Architecture Deep Dive

DATA INTELLIGENCE

How I transformed raw Nassau shipping records into actionable trade intelligence — uncovering cargo patterns, port performance, route bottlenecks, and seasonal logistics trends through end-to-end data analysis.

Python 3.10+ Pandas & NumPy Plotly & Seaborn Streamlit Dashboard Nassau Shipping Data Python 3.10+ Pandas & NumPy Plotly & Seaborn Streamlit Dashboard Nassau Shipping Data

The Raw Data Problem

Nassau's shipping dataset contained thousands of unstructured voyage records spanning multiple routes, cargo types, vessel classes, and port pairs. Without structured analysis, the data was noise — no visibility into which routes were profitable, which cargo types caused delays, or which ports created bottlenecks.

The EDA-First Approach

I applied a systematic Exploratory Data Analysis pipeline using pandas for wrangling and plotly for interactive visualization. Rather than jumping to conclusions, the analysis was driven by distributional patterns, correlations, and time-series decomposition — letting the data surface its own story.

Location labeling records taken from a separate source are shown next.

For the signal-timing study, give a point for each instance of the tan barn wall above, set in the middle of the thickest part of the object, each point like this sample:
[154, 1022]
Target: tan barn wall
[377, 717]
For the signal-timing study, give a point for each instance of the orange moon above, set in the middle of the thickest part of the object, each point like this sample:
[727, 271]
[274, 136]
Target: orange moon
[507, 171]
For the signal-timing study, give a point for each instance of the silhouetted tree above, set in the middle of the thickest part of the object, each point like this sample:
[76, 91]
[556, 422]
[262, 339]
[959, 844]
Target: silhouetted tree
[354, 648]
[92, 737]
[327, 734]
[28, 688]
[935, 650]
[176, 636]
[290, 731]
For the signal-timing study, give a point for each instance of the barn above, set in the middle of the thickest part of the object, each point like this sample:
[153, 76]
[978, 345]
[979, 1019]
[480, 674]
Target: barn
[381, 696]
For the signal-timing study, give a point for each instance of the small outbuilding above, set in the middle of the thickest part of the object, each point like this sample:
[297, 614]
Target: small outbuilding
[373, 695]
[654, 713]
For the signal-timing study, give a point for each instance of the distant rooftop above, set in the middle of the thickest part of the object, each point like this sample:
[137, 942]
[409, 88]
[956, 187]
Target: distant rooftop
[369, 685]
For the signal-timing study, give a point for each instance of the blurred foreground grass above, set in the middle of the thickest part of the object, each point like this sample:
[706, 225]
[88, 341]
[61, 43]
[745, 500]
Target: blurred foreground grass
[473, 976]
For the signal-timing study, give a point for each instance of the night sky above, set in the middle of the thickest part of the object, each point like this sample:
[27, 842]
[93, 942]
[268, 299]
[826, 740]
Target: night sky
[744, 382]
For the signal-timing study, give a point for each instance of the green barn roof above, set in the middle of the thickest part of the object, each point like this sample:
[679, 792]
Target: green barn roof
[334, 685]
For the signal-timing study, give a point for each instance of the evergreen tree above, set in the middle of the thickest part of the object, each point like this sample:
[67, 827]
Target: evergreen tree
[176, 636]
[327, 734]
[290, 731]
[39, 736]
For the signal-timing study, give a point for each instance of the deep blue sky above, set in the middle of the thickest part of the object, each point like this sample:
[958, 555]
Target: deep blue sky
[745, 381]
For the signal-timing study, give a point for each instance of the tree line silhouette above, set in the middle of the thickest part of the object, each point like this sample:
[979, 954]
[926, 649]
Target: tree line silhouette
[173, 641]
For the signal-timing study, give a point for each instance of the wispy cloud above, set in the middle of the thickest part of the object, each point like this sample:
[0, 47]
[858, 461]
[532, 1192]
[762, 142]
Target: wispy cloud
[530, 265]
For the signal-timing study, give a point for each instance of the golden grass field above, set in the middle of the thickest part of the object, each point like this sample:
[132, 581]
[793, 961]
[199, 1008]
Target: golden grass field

Nassau_Shipping_Analysis.ipynb
# Load and inspect the raw dataset
import pandas as pd
import plotly.express as px

df = pd.read_csv('nassau_shipping.csv')

# Parse dates and compute transit time
df['Departure Date'] = pd.to_datetime(df['Departure Date'])
df['Arrival Date']   = pd.to_datetime(df['Arrival Date'])

df['Transit Time'] = (
    df['Arrival Date'] - df['Departure Date']
).dt.days

# Identify delayed shipments
df['Is Delayed'] = df['Status'] == 'Delayed'
route_analysis.py
# Route-level freight cost aggregation
route_stats = (
    df.groupby('Route')
    .agg(
        avg_cost=('Freight Cost ($)', 'mean'),
        total_volume=('Cargo Weight (tons)', 'sum'),
        delay_rate=('Is Delayed', 'mean')
    )
    .sort_values('avg_cost', ascending=False)
    .reset_index()
)

fig = px.bar(
    route_stats, x='Route', y='avg_cost',
    color='delay_rate', title='Route Cost vs Delay Rate'
)

Route Intelligence

Using groupby aggregations, I computed per-route KPIs — average freight cost, total cargo volume, and delay rate. This revealed that just the top 3 routes account for over 60% of total cargo volume, exposing a critical concentration risk in Nassau's logistics network.

Seasonal Trend Modeling

A time-series decomposition of monthly shipment volumes revealed a pronounced Q3 peak (July–September), indicating seasonal demand surges. Rolling averages smoothed short-term noise, making the cyclical freight cost pattern clearly visible for business forecasting.

KEY INSIGHTS

Bulk Cargo Dominance

Bulk cargo constitutes the largest share of all shipments, driving the majority of port throughput volumes and shaping Nassau's overall freight cost structure.

Cost–Transit Correlation

Transit time shows a strong positive correlation with freight cost — longer routes yield proportionally higher operational expenses, validated through scatter analysis and Pearson coefficient.

Perishable Delay Risk

Perishable goods experience a 2× higher delay rate compared to dry bulk cargo, revealing a critical vulnerability in cold-chain logistics across Nassau's maritime routes.

DASHBOARD ARCHITECTURE

Interactive Filters

Built dynamic Streamlit sidebar controls — date range sliders, multi-select dropdowns for cargo type, ship type, and port — that push filter state directly into Plotly chart re-renders.

Sankey Route Flow

Engineered a Plotly Sankey diagram to visualize cargo flow between loading and discharge ports, making route concentration and freight pathways immediately interpretable at a glance.

CSV Export Pipeline

Implemented a one-click filtered data export using Streamlit's download button, converting the live-filtered DataFrame to a CSV in-memory buffer for zero-friction user downloads.